Collections held in Trust
Classic cars, fine art, antiques and books are possibly the things that come to mind when we mention collectables. Building a collection of valuable items involves time and dedication, as well as a sizeable financial investment.
More often than not, there is a significant emotional attachment to one’s collection. The time spent in researching and then finding the wanted items is priceless. Furthermore, the ultimate purchase of a collectable item can be rather costly. Moreover, in terms of value, the size of the collection of valuable items also contributes towards its financial worth, adding to it a value that is not simply equal to the value of the individual items. An added intrinsic value lies in the collection itself over and above the value of the individual items. In fact collectables have become a diversified investment type, used as a means of preserving wealth, and also passing it down the generations.
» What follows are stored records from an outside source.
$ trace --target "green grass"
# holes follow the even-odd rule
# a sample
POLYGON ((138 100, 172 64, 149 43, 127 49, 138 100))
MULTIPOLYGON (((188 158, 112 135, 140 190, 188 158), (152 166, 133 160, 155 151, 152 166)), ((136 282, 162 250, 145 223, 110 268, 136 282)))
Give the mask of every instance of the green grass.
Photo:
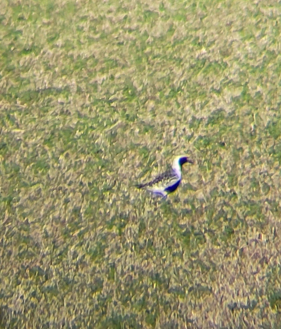
POLYGON ((280 327, 280 14, 3 4, 0 328, 280 327))

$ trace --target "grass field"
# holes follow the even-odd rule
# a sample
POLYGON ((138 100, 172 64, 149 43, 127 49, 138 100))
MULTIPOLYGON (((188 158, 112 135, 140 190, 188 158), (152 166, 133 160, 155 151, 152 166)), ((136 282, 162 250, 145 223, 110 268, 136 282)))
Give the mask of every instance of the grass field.
POLYGON ((281 328, 280 17, 2 1, 0 328, 281 328))

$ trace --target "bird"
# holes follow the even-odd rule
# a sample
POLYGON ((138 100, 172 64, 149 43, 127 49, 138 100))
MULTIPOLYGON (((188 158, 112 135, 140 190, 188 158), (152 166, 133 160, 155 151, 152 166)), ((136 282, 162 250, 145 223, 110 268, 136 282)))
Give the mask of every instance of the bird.
POLYGON ((180 185, 183 165, 186 162, 194 163, 186 156, 177 156, 175 158, 169 170, 158 175, 150 182, 137 184, 136 186, 139 189, 145 188, 153 194, 166 199, 168 194, 175 190, 180 185))

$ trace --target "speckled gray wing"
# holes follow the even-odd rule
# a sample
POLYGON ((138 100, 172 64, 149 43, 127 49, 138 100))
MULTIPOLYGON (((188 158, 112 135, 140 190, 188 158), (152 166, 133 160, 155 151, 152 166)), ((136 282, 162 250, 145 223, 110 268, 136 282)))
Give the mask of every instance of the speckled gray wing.
POLYGON ((153 186, 158 184, 165 186, 166 184, 168 184, 171 181, 178 180, 178 179, 179 177, 177 177, 174 170, 171 168, 163 173, 159 175, 154 179, 150 182, 148 182, 147 183, 138 184, 136 186, 139 189, 153 186))

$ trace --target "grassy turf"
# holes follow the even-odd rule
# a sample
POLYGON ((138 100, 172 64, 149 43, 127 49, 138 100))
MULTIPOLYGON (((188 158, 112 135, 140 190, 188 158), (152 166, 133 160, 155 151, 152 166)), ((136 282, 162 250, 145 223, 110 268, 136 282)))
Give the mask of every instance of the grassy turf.
POLYGON ((280 328, 280 16, 4 2, 0 328, 280 328))

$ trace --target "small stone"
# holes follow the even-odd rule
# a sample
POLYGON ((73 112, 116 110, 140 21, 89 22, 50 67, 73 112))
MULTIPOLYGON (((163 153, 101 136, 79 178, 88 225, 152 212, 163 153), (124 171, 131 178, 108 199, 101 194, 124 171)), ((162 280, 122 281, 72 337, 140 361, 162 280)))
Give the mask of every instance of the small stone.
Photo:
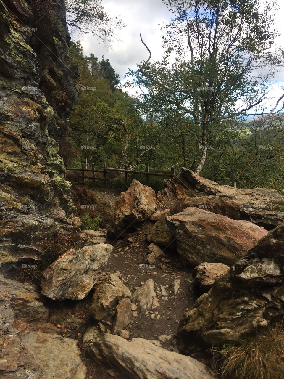
POLYGON ((119 334, 120 337, 125 338, 126 340, 129 338, 129 332, 128 330, 125 330, 123 329, 122 330, 119 330, 119 334))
The personal nature of collectable items on the one hand and the potential significant value thereof on the other, make it paramount for the owner of such a collection to plan what it to happen to the collection on his demise.
It is safe to say that one’s heirs may not share one’s same passions, or they may not have the necessary maturity and knowledge to manage such collectables on one’s demise therefore, one risks having a valuable collection going to waste, as it is not properly appreciated and taken care of, with its value being dissipated.
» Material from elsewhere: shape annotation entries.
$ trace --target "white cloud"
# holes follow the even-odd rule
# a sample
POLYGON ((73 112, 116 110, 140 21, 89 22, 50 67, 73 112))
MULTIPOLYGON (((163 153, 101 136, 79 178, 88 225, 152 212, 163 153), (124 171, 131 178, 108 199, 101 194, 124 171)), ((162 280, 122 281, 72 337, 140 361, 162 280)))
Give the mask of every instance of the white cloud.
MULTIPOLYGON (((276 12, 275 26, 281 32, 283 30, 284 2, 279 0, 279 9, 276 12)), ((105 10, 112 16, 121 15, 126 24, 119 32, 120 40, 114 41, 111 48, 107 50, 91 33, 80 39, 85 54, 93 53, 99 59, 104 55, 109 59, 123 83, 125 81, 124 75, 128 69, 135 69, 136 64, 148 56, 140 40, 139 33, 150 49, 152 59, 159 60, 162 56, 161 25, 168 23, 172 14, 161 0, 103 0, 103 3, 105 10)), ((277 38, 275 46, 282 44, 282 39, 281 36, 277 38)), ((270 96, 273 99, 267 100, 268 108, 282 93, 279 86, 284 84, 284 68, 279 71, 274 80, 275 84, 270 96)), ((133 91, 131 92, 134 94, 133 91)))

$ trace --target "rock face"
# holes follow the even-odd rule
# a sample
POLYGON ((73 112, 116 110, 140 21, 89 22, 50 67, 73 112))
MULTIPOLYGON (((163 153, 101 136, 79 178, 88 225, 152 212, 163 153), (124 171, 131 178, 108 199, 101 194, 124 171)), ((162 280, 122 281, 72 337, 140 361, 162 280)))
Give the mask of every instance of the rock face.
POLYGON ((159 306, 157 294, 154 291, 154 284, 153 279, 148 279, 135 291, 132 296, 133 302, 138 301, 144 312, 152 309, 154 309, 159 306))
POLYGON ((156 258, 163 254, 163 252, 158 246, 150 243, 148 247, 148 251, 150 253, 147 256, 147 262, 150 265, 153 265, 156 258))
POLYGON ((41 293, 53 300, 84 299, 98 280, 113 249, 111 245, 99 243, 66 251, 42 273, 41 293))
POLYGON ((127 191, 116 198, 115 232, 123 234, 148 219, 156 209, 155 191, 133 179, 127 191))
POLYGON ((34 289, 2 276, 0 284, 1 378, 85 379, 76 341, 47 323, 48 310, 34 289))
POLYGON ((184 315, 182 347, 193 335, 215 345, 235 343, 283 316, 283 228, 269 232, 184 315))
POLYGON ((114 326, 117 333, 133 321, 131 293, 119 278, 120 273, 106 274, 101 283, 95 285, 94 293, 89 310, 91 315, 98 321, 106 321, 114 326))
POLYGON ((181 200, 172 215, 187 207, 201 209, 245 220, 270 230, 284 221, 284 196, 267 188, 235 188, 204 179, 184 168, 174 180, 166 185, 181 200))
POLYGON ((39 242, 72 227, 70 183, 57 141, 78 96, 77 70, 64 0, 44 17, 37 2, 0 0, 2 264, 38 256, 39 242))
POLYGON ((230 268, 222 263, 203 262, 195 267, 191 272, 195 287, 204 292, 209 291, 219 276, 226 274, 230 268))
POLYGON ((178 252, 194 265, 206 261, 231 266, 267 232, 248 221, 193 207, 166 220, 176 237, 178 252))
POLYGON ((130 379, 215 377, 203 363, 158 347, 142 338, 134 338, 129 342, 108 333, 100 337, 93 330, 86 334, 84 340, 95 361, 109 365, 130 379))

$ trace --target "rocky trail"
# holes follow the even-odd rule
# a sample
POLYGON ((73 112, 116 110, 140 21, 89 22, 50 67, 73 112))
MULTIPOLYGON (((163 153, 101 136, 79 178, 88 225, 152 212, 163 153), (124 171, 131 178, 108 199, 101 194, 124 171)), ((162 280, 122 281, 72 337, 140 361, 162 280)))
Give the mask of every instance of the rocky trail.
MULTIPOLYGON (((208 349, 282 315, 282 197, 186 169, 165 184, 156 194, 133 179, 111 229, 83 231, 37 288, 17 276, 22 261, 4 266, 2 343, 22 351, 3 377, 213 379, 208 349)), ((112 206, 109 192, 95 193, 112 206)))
How can collections be protected and managed for years to come?
Having such collections held in Trust can be an effective answer. A Trust has a longevity that can last up to 125 years and the Trust Deed can be formulated in such a way that ensures that the settlor’s wishes with regards to such collectable items and the manner in which these are to be managed, are duly implemented by the Trustees even following his demise.
The options on how to manage such collections will vary depending on the nature of the collections as well as on the wishes of the settlor. Some practical examples on what can be done with the collection while in trust include the following:
- Donating or loaning the assets to specific Museums;
- Selling the collection to museums or auctions with the proceeds to be divided between the heirs;
- Derive income from the collection which can be used for an expressed wish (e.g. the promotion of upcoming artists);
- Donating the assets to the heirs in an organised manner and subject to certain conditions as imposed by the settlor.
In managing and administering the collectable items, the Trustee would always follow the terms set out in the Trust deed, which would have been drafted in accordance to the wishes of the Settlor. Being such a highly specialised area, the Trustees would typically appoint professional experts in the specific area. Depending on the desired outcome for the collections, the Trustees would use the experts’ advice, on how to preserve and protect the assets and manage these in accordance with the wishes of the settlor,
What is the process and how would it work should a collection be settled in Trust?
There are different ways in which to structure such an arrangement. Typically the first step is to approach professional trustees to discuss the collectible items and the manner in which one would like them to be managed and distributed. A Trust Deed is drawn up and executed on the basis of the settlor’s intentions. The relevant collectables are then transferred to the name of the Trustees to hold them on Trust as per the Trust Deed. Typically, during the settlor’s lifetime the settlor will retain the use and enjoyment of these items, as well as, the right to give directions to the Trustees on the management of such assets. Once the settlor passes away or is in no capacity to give directions, or simply reaches an age at which he prefers to take a step-back; the Trustees will take a bigger role in the management of such assets, always and solely in accordance with the terms of the Trust Deed.